My approach would be to study the data: how would I separate the points in the XOR problem? When I started studying about M.L. in general, and SVM in particular that is what I did, took toy problem, draw it by hand, and try to separate the classes.
When I looked at the XOR problem the firs time, it occurred to me that both purple points (below, left) have X and Y of the same sign, in one case negative in one positive, whereas both green points have X and Y of opposite signs. Therefore, the squared sum of X and Y would be 0 (or very small with a bit of noise in the initial problem) for the green points, and 2 (or nearly 2) for the purple ones. Hence, adding a third coordinate Z = np.sqrt(np.square(X + Y)) will nicely separate the two sets:
On a side note, Z is not too dissimilar formulation from doug's rbf if you consider that np.sqrt(np.square(X + Y)) is essentially the same as as np.abs(X + Y) in this case.
I do not have access to Crisitanini's paper but I'd approach that problem too in a similar way, starting with a toy version (by the way, checkerboard code thanks to none other than doug):
A possible intuition here is that the sum of row and column indices for the black squares would be always even, whereas for the white squares would be always odd, so adding as a third dimension something like (row_index + col_index) % 2 would do the trick in this simple version. In a larger, more complex checkerboard dataset, like this I found on the web:
things aren't so simple, but perhaps one could cascade clustering to find the the 16 clusters' mean X and Y locations (perhaps using medoids clustering), then apply a version of the "modulo kernel trick"?
With the disclaimer that I have not worked with a ton of classification problems, so far I have found that in making a toy version of a complex one, I've usually gained a 'numerical' intuition as to the kind of solution that might work.

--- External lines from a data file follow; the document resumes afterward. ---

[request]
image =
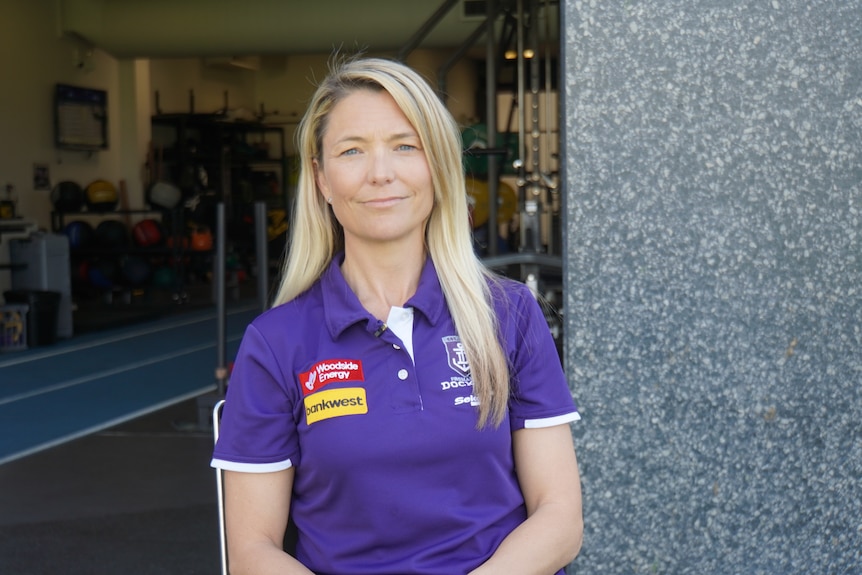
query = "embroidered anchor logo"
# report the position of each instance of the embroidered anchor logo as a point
(456, 355)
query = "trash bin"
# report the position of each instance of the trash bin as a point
(42, 315)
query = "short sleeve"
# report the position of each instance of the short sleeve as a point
(540, 395)
(258, 426)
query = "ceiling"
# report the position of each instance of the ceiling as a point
(185, 28)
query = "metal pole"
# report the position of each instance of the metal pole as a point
(261, 255)
(443, 71)
(491, 125)
(221, 312)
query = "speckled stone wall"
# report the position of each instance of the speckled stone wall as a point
(713, 266)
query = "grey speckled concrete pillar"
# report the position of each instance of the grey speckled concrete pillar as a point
(713, 167)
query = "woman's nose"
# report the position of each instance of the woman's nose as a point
(381, 170)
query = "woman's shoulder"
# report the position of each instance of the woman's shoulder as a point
(508, 291)
(294, 313)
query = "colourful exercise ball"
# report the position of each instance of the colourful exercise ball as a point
(67, 196)
(101, 196)
(80, 234)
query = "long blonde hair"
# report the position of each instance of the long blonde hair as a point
(316, 235)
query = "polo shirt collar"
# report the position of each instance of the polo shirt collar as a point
(341, 307)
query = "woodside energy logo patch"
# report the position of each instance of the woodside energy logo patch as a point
(330, 371)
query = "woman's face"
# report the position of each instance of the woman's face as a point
(374, 171)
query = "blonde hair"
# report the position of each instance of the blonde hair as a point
(316, 235)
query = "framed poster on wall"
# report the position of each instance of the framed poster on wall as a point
(80, 118)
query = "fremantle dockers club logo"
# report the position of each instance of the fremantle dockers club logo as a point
(456, 355)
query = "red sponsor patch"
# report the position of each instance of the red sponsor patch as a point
(330, 371)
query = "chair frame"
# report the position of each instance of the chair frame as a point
(220, 491)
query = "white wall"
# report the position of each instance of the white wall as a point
(34, 57)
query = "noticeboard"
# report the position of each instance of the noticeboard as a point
(80, 118)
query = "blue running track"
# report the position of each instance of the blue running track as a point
(51, 395)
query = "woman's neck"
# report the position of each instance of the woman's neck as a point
(383, 278)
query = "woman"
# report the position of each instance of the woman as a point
(403, 405)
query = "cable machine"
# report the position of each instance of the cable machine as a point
(535, 258)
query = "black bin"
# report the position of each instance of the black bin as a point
(42, 316)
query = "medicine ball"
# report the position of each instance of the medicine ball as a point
(164, 195)
(67, 196)
(101, 196)
(201, 239)
(147, 233)
(80, 234)
(112, 234)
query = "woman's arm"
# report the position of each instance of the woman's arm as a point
(256, 511)
(551, 536)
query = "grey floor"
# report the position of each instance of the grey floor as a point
(136, 499)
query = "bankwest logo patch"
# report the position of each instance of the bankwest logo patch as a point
(456, 355)
(325, 372)
(335, 403)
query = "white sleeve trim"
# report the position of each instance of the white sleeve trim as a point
(552, 421)
(251, 467)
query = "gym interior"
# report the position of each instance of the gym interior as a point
(147, 170)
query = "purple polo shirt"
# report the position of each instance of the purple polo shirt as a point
(392, 476)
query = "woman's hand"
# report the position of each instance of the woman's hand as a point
(257, 506)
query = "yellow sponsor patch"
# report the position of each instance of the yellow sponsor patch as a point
(335, 403)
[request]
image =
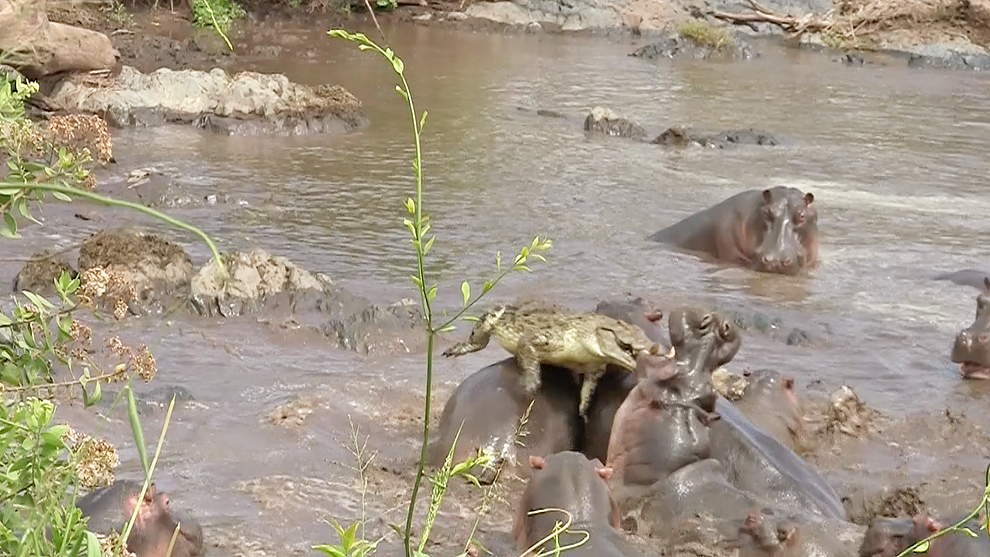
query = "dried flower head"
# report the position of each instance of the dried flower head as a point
(82, 133)
(96, 458)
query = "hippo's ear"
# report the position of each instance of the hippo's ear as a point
(753, 520)
(605, 472)
(537, 462)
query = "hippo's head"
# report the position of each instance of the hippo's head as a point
(971, 349)
(565, 480)
(789, 232)
(707, 339)
(886, 537)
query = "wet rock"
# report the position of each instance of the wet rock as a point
(254, 276)
(604, 120)
(152, 188)
(46, 48)
(40, 273)
(294, 412)
(261, 282)
(682, 137)
(573, 15)
(155, 270)
(716, 44)
(944, 58)
(870, 501)
(849, 415)
(245, 103)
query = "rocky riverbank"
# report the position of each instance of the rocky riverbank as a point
(952, 34)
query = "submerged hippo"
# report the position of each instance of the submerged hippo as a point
(774, 230)
(653, 435)
(569, 481)
(966, 277)
(765, 535)
(971, 349)
(702, 342)
(758, 463)
(770, 403)
(887, 537)
(491, 402)
(110, 508)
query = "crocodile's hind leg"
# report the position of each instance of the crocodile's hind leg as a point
(592, 374)
(528, 351)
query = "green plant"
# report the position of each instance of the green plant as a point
(706, 34)
(418, 223)
(42, 467)
(959, 527)
(219, 14)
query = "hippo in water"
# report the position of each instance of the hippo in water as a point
(110, 508)
(569, 481)
(490, 403)
(966, 277)
(971, 349)
(887, 537)
(700, 346)
(770, 403)
(774, 230)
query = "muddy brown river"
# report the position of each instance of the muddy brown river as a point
(896, 159)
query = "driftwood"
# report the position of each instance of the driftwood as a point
(38, 47)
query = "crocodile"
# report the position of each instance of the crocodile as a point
(584, 343)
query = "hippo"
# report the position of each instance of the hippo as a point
(652, 435)
(568, 480)
(758, 463)
(701, 349)
(966, 277)
(774, 230)
(887, 537)
(709, 341)
(700, 491)
(491, 401)
(769, 403)
(971, 349)
(110, 508)
(765, 535)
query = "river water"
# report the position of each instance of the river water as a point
(895, 158)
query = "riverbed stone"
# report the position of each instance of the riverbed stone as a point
(40, 273)
(145, 271)
(677, 45)
(246, 103)
(606, 121)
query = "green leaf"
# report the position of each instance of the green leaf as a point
(9, 230)
(397, 64)
(92, 545)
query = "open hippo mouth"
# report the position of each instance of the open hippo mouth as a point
(973, 370)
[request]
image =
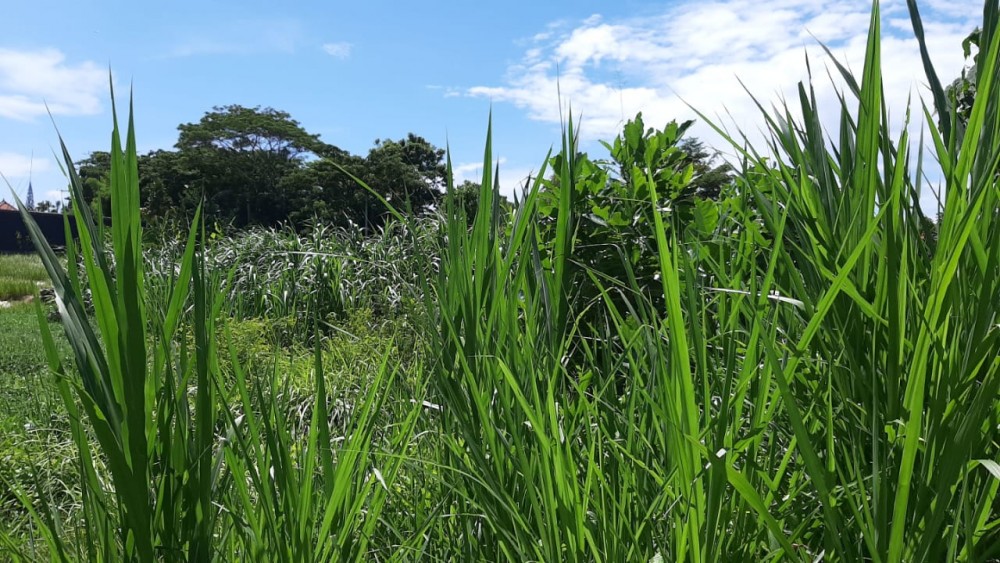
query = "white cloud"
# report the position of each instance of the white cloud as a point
(340, 50)
(700, 53)
(512, 179)
(16, 166)
(31, 79)
(241, 37)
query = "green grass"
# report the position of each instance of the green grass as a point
(813, 379)
(20, 275)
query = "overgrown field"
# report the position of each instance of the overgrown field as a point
(615, 368)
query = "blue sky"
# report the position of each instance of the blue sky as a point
(356, 71)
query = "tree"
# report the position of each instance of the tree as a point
(95, 172)
(408, 173)
(962, 91)
(241, 155)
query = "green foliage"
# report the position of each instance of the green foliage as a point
(795, 371)
(20, 276)
(613, 221)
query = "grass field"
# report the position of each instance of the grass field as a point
(20, 275)
(806, 369)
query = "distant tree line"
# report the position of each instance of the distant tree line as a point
(258, 166)
(254, 166)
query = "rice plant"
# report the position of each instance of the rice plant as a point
(812, 377)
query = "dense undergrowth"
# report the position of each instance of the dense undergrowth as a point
(613, 369)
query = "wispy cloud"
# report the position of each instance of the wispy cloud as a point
(31, 79)
(711, 54)
(512, 179)
(701, 52)
(241, 37)
(340, 50)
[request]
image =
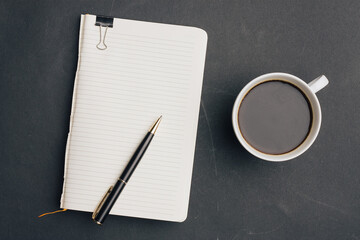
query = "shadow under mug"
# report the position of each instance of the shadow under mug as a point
(308, 90)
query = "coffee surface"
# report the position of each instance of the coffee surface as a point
(275, 117)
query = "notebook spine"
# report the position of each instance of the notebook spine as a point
(103, 22)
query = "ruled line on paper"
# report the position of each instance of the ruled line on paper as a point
(119, 93)
(94, 32)
(143, 42)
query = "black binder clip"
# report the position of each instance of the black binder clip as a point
(105, 22)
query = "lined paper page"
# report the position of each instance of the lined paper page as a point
(148, 70)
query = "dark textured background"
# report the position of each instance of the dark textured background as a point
(233, 195)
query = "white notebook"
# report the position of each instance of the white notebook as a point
(147, 70)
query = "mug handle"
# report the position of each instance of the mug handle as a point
(318, 83)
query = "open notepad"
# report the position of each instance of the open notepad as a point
(147, 70)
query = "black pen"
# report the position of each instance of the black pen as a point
(108, 201)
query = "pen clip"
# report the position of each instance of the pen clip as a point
(95, 213)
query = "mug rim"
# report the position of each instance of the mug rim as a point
(315, 108)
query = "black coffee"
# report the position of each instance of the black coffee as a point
(275, 117)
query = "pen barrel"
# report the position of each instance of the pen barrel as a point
(135, 159)
(109, 202)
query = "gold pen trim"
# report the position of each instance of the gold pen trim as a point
(95, 213)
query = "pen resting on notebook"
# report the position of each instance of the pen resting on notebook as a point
(110, 197)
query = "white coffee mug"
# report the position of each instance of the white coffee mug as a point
(308, 89)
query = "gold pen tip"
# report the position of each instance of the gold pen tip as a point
(156, 125)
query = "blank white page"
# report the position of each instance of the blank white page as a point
(148, 70)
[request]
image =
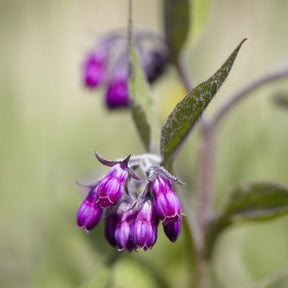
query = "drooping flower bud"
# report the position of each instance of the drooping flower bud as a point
(144, 230)
(167, 204)
(89, 212)
(94, 68)
(118, 93)
(173, 229)
(111, 188)
(110, 228)
(123, 235)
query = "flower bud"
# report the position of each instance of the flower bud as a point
(89, 212)
(173, 229)
(144, 230)
(166, 202)
(94, 68)
(124, 223)
(118, 93)
(111, 188)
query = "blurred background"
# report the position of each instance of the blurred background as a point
(50, 124)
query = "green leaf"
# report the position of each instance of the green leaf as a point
(249, 202)
(176, 23)
(100, 280)
(142, 109)
(187, 112)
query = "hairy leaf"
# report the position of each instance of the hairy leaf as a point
(187, 111)
(176, 22)
(249, 202)
(142, 110)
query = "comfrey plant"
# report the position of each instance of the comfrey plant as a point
(106, 64)
(139, 191)
(132, 215)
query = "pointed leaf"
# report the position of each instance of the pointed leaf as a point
(187, 112)
(249, 202)
(142, 110)
(176, 22)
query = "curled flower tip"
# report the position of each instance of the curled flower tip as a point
(166, 202)
(111, 188)
(144, 229)
(173, 229)
(89, 213)
(104, 161)
(124, 223)
(94, 69)
(126, 160)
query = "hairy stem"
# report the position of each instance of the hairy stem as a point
(184, 76)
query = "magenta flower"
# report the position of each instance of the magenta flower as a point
(144, 230)
(118, 92)
(173, 229)
(123, 235)
(167, 204)
(89, 212)
(111, 188)
(94, 69)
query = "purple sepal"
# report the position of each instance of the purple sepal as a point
(111, 188)
(166, 202)
(89, 213)
(144, 230)
(173, 229)
(117, 95)
(94, 69)
(125, 221)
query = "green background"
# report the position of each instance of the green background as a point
(50, 124)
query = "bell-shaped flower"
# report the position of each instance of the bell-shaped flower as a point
(166, 202)
(89, 212)
(112, 186)
(94, 68)
(118, 92)
(173, 229)
(123, 235)
(144, 230)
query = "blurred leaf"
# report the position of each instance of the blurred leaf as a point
(281, 99)
(176, 23)
(199, 17)
(142, 110)
(101, 280)
(186, 113)
(249, 202)
(257, 202)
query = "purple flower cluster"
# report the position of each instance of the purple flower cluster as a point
(131, 218)
(107, 65)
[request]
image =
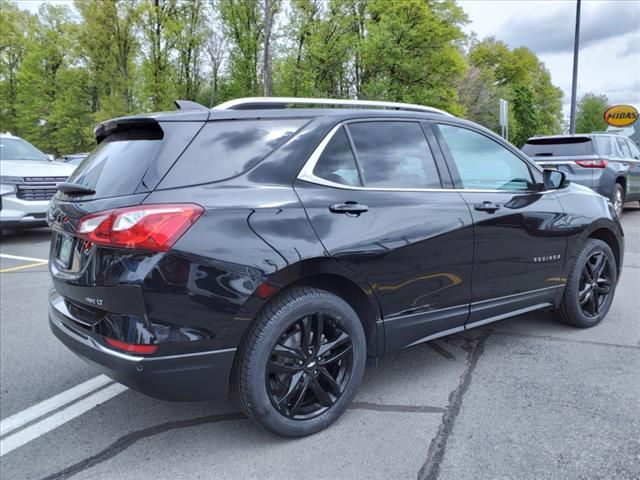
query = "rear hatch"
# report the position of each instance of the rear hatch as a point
(574, 155)
(132, 156)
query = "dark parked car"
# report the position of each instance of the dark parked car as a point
(275, 251)
(607, 163)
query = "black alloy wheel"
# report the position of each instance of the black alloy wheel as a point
(301, 362)
(595, 284)
(309, 367)
(590, 288)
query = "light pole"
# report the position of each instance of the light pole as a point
(574, 84)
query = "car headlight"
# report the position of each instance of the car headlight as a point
(8, 184)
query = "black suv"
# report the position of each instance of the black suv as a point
(275, 251)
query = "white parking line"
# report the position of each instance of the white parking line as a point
(19, 419)
(26, 259)
(52, 422)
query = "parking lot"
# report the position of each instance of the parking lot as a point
(524, 398)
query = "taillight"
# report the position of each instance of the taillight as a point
(144, 227)
(598, 163)
(139, 348)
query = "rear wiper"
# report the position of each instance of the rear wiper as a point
(74, 189)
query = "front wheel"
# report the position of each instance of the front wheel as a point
(302, 362)
(590, 287)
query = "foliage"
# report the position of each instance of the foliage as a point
(72, 66)
(590, 113)
(522, 79)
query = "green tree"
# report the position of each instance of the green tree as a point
(242, 23)
(520, 75)
(525, 111)
(160, 28)
(410, 52)
(590, 113)
(16, 28)
(480, 96)
(108, 42)
(40, 77)
(189, 47)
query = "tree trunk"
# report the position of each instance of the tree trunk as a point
(269, 12)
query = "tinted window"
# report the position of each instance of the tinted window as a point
(337, 163)
(624, 148)
(606, 146)
(117, 164)
(558, 147)
(18, 149)
(483, 163)
(224, 149)
(394, 155)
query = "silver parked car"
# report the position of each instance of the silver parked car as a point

Finally, as posted in a comment to doug's answer, I don't find anything wrong with an empirical approach like his, studying the performance of all possible kernels by passing them to grid search in nested crossvalidation with the same algorithm (SVC) and changing only the kernel. You could add to that approach by plotting the respective margins in the transformed feature spaces: for example, for rbf, using the equation suggested by Doug (and Sebastian Raschka's routine for plotting decision regions - cell 13 here).
UPDATE October 27/17
In a conversation on my slack channel, another geophysicist asked me about the case in which the XOR gate is designed as 0s and 1s as opposed to -1s and 1s (the latter being similar to a classic problem in exploration geophysics, hence my initial toy example).
If I were to tackle the XOR gate with 0s and 1s, and did not have at disposal the knowledge about the rbf kernel, in this case too I'd sit and loo at the problem in terms of the coordinates of those problems and see if I could come up with a transformation.
My first observation here was that the Os sit on the x=y line, the Xs on the x=-y line, so the difference x-y would be 0 (or small with a bit of noise) in on case, +/-1 in the other, respectively. The absolute value would take care of the sign, hence Z = np.abs(X-Y) would work. Which, by the way, is very similar to doug's rbf = np.exp(-gamma * np.abs(x - y)**2) (another reason to upvote his answer); and in fact, his rbf is a more general solution, working in all XOR cases.